Alternation with The Vertical Bar or Pipe Symbol
I already explained how you can use character classes to match a single character out of several possible characters. Alternation is similar. You can use alternation to match a single regular expression out of several possible regular expressions.
If you want to search for the literal text cat
or dog
, separate both options with a vertical bar or pipe symbol: cat|dog
. If you want more options, simply expand the list: cat|dog|mouse|fish
.
The alternation operator has the lowest precedence of all regex operators. That is, it tells the regex engine to match either everything to the left of the vertical bar, or everything to the right of the vertical bar. If you want to limit the reach of the alternation, you need to use parentheses for grouping.
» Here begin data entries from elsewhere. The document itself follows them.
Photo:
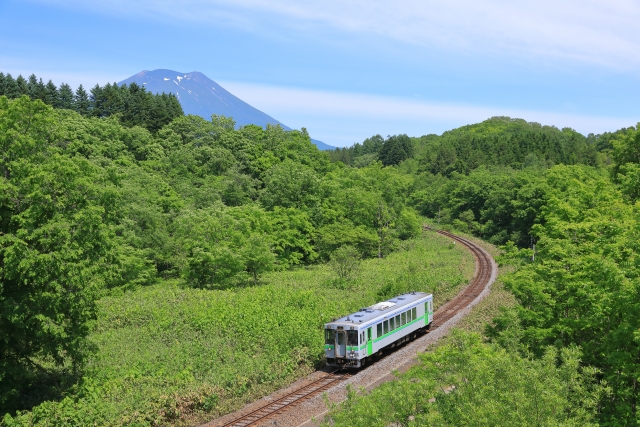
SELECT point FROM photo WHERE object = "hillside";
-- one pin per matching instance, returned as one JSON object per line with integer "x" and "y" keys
{"x": 152, "y": 275}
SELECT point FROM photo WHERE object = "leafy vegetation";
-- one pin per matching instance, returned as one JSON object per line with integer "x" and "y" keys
{"x": 132, "y": 104}
{"x": 168, "y": 351}
{"x": 570, "y": 232}
{"x": 91, "y": 208}
{"x": 466, "y": 382}
{"x": 142, "y": 250}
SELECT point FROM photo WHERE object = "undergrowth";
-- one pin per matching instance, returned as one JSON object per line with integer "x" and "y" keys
{"x": 169, "y": 354}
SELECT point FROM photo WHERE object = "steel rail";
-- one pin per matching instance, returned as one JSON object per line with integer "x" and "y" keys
{"x": 480, "y": 279}
{"x": 288, "y": 400}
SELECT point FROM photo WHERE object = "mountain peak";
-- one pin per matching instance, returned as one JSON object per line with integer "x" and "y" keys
{"x": 201, "y": 96}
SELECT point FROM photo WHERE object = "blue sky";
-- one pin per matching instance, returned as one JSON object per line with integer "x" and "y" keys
{"x": 351, "y": 69}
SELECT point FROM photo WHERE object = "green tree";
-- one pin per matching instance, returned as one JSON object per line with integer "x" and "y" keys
{"x": 345, "y": 262}
{"x": 65, "y": 97}
{"x": 81, "y": 102}
{"x": 53, "y": 245}
{"x": 257, "y": 255}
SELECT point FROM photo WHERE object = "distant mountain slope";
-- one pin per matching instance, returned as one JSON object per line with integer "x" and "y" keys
{"x": 199, "y": 95}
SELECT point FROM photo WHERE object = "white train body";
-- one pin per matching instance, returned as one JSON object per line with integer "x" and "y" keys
{"x": 351, "y": 340}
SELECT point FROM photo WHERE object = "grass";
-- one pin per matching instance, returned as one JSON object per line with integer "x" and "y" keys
{"x": 169, "y": 354}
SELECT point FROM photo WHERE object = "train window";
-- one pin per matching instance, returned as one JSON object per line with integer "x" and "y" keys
{"x": 329, "y": 336}
{"x": 352, "y": 338}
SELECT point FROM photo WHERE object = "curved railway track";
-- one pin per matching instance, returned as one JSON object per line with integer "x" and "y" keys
{"x": 481, "y": 278}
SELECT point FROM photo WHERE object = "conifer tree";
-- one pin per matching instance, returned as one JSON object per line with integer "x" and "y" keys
{"x": 12, "y": 90}
{"x": 32, "y": 87}
{"x": 96, "y": 101}
{"x": 51, "y": 95}
{"x": 81, "y": 101}
{"x": 41, "y": 91}
{"x": 23, "y": 88}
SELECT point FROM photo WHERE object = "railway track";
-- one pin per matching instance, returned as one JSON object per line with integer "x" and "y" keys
{"x": 288, "y": 400}
{"x": 481, "y": 278}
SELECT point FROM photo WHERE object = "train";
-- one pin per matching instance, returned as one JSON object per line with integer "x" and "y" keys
{"x": 353, "y": 340}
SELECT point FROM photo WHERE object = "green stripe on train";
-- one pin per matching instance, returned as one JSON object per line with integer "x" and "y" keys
{"x": 398, "y": 329}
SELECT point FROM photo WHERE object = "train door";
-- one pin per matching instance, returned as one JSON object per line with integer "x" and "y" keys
{"x": 341, "y": 343}
{"x": 426, "y": 313}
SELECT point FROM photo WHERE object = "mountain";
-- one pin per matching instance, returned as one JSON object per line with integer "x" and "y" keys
{"x": 199, "y": 95}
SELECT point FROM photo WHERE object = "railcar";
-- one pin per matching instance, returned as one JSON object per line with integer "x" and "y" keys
{"x": 353, "y": 340}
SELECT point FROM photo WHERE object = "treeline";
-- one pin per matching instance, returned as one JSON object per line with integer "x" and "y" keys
{"x": 499, "y": 141}
{"x": 133, "y": 104}
{"x": 564, "y": 208}
{"x": 89, "y": 206}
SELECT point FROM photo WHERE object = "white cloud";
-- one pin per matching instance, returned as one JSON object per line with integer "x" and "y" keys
{"x": 341, "y": 119}
{"x": 586, "y": 30}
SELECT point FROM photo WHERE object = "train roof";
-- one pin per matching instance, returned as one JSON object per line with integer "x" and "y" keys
{"x": 380, "y": 310}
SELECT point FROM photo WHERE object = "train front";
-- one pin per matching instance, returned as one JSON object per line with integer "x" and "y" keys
{"x": 341, "y": 345}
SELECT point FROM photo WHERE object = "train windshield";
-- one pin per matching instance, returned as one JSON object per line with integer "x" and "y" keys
{"x": 329, "y": 336}
{"x": 352, "y": 338}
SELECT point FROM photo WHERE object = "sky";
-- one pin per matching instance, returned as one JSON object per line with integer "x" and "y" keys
{"x": 348, "y": 70}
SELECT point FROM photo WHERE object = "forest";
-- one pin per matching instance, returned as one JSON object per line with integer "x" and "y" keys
{"x": 121, "y": 223}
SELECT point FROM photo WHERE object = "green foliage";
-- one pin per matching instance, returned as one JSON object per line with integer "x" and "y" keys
{"x": 466, "y": 382}
{"x": 499, "y": 141}
{"x": 58, "y": 247}
{"x": 133, "y": 105}
{"x": 583, "y": 287}
{"x": 345, "y": 261}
If we want to improve the first example to match whole words only, we would need to use \b(cat|dog)\b
. This tells the regex engine to find a word boundary, then either cat
or dog
, and then another word boundary. If we had omitted the parentheses then the regex engine would have searched for a word boundary followed by cat
, or, dog
followed by a word boundary.
Remember That The Regex Engine Is Eager
I already explained that the regex engine is eager. It stops searching as soon as it finds a valid match. The consequence is that in certain situations, the order of the alternatives matters. Suppose you want to use a regex to match a list of function names in a programming language: Get, GetValue, Set or SetValue. The obvious solution is Get|GetValue|Set|SetValue
. Let’s see how this works out when the string is SetValue
.
The regex engine starts at the first token in the regex, G
, and at the first character in the string, S
. The match fails. However, the regex engine studied the entire regular expression before starting. So it knows that this regular expression uses alternation, and that the entire regex has not failed yet. So it continues with the second option, being the second G
in the regex. The match fails again. The next token is the first S
in the regex. The match succeeds, and the engine continues with the next character in the string, as well as the next token in the regex. The next token in the regex is the e
after the S
that just successfully matched. e
matches e
. The next token, t
matches t
.
At this point, the third option in the alternation has been successfully matched. Because the regex engine is eager, it considers the entire alternation to have been successfully matched as soon as one of the options has. In this example, there are no other tokens in the regex outside the alternation, so the entire regex has successfully matched Set
in SetValue
.
Contrary to what we intended, the regex did not match the entire string. There are several solutions. One option is to take into account that the regex engine is eager, and change the order of the options. If we use GetValue|Get|SetValue|Set
, SetValue
is attempted before Set
, and the engine matches the entire string. We could also combine the four options into two and use the question mark to make part of them optional: Get(Value)?|Set(Value)?
. Because the question mark is greedy, SetValue
is be attempted before Set
.
The best option is probably to express the fact that we only want to match complete words. We do not want to match Set or SetValue if the string is SetValueFunction
. So the solution is \b(Get|GetValue|Set|SetValue)\b
or \b(Get(Value)?|Set(Value)?)\b
. Since all options have the same end, we can optimize this further to \b(Get|Set)(Value)?\b
.
Text-Directed Engine Returns the Longest Match
Alternation is where regex-directed and text-directed engines differ. When a text-directed engine attempts Get|GetValue|Set|SetValue
on SetValue
, it tries all permutations of the regex at the start of the string. It does so efficiently, without any backtracking. It sees that the regex can find a match at the start of the string, and that the matched text can be either Set
or SetValue
. Because the text-directed engine evaluates the regex as a whole, it has no concept of one alternative being listed before another. But it has to make a choice as to which match to return. It always returns the longest match, in this case SetValue
.
POSIX Requires The Longest Match
The POSIX standard leaves it up to the implementation to choose a text-directed or regex-directed engine. A BRE that includes backreferences needs to be evaluated using a regex-directed engine. But a BRE without backreferences or an ERE can be evaluated using a text-directed engine. But the POSIX standard does mandate that the longest match be returned, even when a regex-directed engine is used. Such an engine cannot be eager. It has to continue trying all alternatives even after a match is found, in order to find the longest one. This can result in very poor performance when a regex contains multiple quantifiers or a combination of quantifiers and alternation, as all combinations have to be tried to find the longest match.
The Tcl and GNU flavors also work this way.